Se dijo y es cierto que si yo veo una ligfiets, que son esas en las que el ciclista va recostado, me emociono hasta las lágrimas y corro a hacerle una foto y en el caso de hoy tuve suerte porque esta está en el fastuoso aparcamiento de bicicletas gratuito las primeras veinticuatro horas que uso cuando voy al centro de Utrecht, aparcamiento super-hiper-mega de diseño y en el que, como se ve al fondo en la imagen, las hembras parturientas pueden apalancar a sus bestezuelas en un cochito para niño pequeño y así pueden venir al centro en bici. La bicicleta, o falsacleta, es una Quattrovelo de la marca Velomobiel, que ahora les ha cambiado el nombre y las llama Quatrevelo.
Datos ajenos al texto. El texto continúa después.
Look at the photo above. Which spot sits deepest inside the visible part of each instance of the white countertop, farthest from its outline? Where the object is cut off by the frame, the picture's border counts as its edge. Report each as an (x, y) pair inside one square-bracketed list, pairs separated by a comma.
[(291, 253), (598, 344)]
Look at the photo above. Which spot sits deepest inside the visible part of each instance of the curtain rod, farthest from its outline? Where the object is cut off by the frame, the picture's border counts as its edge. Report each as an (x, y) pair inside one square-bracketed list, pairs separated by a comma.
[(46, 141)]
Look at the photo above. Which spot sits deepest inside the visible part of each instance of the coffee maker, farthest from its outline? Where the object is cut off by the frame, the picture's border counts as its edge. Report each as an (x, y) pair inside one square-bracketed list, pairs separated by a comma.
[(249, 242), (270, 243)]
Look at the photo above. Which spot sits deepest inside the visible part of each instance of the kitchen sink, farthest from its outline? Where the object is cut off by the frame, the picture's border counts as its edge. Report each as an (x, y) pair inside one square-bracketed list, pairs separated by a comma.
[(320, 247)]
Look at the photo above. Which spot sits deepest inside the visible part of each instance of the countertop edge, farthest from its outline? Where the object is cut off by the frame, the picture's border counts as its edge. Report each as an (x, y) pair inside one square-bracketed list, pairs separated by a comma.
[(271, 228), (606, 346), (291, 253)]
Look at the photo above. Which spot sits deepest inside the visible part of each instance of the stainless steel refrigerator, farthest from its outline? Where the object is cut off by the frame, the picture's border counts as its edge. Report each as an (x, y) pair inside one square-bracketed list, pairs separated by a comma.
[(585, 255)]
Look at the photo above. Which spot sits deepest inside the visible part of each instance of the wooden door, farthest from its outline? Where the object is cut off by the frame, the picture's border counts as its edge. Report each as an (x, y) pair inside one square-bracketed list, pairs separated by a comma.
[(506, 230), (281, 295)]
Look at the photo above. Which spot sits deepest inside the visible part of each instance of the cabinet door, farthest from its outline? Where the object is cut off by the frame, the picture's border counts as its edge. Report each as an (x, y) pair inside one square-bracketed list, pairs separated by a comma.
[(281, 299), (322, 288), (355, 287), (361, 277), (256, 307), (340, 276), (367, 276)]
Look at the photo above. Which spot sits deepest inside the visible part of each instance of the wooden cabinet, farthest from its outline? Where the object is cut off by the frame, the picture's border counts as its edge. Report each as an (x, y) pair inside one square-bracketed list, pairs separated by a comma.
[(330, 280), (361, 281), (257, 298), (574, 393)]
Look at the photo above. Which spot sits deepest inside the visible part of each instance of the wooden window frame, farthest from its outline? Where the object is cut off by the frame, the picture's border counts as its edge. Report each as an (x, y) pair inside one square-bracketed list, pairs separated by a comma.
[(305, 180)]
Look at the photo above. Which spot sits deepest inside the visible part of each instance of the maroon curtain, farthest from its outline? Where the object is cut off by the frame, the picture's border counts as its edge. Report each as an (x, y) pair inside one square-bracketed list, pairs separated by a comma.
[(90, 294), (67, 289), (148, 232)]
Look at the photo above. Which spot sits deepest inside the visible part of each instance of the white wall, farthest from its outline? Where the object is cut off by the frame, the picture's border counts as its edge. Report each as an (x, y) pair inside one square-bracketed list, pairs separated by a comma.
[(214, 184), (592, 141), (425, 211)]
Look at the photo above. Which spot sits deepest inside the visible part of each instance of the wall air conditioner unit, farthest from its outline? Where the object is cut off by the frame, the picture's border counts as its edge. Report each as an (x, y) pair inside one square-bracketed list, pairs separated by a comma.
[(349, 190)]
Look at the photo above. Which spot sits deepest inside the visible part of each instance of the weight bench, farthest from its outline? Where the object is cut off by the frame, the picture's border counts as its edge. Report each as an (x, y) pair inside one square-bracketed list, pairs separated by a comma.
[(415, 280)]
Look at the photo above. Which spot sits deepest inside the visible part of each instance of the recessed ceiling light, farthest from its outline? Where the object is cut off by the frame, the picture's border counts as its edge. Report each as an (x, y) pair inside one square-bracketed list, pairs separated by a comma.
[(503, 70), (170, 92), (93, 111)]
Es una falsacleta porque en realidad tiene cuatro ruedas, que en la foto podemos ver las dos del lado en el que le hice la foto y en una de ellas, el candado para que no le roben el trasto. Estas máquinas pesan unos treinta y cinco kilos y es super-hiper-mega económica, de hecho, es que no me explico como la gente no tiene una de estas en su puerta, que el modelo básico solo vale diez mil trescientos leuros. La bicicleta tiene casi tres metros de largo y como el conductor va para allá atrás, en caso de accidente en un cruce sin visibilidad, al menos le queda la tranquilidad de saber que como mucho lo dejarán paralítico pero lo importante, que es el pelucón, sobrevivirá. La parte trasera se levanta y por ahí es por donde entra el ciclista y creo que en esa zona también tiene espacio para llevar algo de carga. Es muy aerodinámica, pero vamos, que siempre que las veo por la carretera pienso en lo inseguras que son.